Injury to the acromioclavicular (AC) joint is a common finding in the emergency department, usually resulting directly from an impact on the superior aspect of the acromion. The classification system for AC joint includes six types. A type I injury is equivalent to a stretching of the acromioclavicular ligament. A type II injury consists of tearing of the AC ligaments and stretching of the coracoclavicular ligaments. Complete disruption of the AC and coracoclavicular ligaments is seen in types III to VI.
Patients complain of pain at the AC joint and will actively splint the injured shoulder. Ecchymosis may be present; however, an obvious deformity is not always seen. There is significant tenderness upon palpation of the AC joint.
Standard radiographs should include anteroposterior (AP) and axillary lateral views of the shoulder. Type I injuries will appear normal. Type II injuries may show 0% to 50% displacement at the AC joint but no increase in the coracoclavicular interval. Types III to VI will demonstrate displacement at the AC joint and the clavicle will appear to be displaced superiorly (the acromion actually is rotated inferiorly) 50% to greater than 100% its width when compared with the normal side.
Emergency Department Treatment and Disposition
Type I and type II injuries are treated with rest, ice, analgesics, and a simple sling until acute pain with movement is relieved. Treatment of type III injuries is controversial with the literature supporting both nonoperative and operative management. Types IV, V, and VI are treated operatively. Referral to a musculoskeletal specialist is essential for all AC joint injuries since many patients who initially appear to have minor injuries will have more obvious deformity after the swelling and pain have subsided.
AC Joint Separation. Subtle prominence of the left distal clavicle. The upward displacement of the clavicle is due to stretching or disruption of the suspending ligaments. (Photo contributor: Frank Birinyi, MD.)
Acromioclavicular Joint Injuries. Types of acromioclavicular joint injuries.
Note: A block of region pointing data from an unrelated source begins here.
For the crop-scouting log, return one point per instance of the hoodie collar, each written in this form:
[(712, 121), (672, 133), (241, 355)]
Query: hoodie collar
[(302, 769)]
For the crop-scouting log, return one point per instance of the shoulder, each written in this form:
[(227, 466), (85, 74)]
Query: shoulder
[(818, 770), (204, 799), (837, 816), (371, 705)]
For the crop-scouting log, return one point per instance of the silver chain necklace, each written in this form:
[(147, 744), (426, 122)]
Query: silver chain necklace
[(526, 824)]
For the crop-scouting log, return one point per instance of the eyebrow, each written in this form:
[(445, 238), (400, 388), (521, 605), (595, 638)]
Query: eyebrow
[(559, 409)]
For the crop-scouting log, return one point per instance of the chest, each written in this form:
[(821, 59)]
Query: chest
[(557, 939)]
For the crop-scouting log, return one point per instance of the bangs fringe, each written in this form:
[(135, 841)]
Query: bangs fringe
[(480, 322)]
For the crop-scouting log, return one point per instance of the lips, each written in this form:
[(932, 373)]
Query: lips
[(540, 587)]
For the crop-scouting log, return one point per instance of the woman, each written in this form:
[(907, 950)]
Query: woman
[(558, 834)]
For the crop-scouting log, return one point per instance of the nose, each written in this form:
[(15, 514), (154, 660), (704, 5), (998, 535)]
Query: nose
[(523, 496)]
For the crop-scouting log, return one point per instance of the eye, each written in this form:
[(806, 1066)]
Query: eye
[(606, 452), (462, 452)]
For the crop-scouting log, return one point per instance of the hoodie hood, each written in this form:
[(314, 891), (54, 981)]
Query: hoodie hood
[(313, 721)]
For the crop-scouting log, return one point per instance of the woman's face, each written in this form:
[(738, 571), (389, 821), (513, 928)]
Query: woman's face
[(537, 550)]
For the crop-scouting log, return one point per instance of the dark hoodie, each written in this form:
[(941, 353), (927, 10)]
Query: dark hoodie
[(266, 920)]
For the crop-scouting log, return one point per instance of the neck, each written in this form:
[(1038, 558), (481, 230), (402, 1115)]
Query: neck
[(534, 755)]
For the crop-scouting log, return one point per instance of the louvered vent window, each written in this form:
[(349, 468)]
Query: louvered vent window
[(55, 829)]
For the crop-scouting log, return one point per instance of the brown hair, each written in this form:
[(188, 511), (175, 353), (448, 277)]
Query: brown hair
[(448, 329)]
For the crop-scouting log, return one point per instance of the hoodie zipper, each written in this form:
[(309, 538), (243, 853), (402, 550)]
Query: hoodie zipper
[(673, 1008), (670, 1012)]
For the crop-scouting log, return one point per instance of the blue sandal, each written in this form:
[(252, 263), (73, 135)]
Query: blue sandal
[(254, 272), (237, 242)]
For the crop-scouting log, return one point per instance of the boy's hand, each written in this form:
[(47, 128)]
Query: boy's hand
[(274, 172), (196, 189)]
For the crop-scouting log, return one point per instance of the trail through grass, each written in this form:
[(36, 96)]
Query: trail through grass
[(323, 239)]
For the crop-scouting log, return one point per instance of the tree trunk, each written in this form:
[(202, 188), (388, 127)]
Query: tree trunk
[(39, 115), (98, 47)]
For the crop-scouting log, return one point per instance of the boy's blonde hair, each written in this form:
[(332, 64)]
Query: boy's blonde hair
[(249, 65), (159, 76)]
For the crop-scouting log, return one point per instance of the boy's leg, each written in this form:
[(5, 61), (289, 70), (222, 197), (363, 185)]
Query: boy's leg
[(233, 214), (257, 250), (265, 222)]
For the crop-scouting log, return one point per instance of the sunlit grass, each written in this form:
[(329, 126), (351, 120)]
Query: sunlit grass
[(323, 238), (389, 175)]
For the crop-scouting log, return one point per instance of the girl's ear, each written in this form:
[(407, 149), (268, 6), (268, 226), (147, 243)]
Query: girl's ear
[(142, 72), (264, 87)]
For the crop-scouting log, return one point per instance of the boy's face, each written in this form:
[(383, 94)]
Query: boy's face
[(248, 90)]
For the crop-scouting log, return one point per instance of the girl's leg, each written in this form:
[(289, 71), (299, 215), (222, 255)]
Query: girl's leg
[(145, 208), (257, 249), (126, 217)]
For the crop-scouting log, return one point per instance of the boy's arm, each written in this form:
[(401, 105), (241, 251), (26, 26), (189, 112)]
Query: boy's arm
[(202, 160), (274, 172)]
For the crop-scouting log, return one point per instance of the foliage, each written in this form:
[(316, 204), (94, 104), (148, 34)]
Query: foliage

Classification schemes may subdivide type III injuries into III through VI depending on the position of the clavicle.
AC Joint Separation. Large deformity at the right distal clavicle suggesting complete ligament disruption. (Photo contributor: R. Jason Thurman, MD.)
The early AC joint stress radiograph can be negative due to splinting of the shoulder girdle muscles.
Differentiating between types I and II versus types III to VI is the goal of the ED physician since the treatment is significantly different.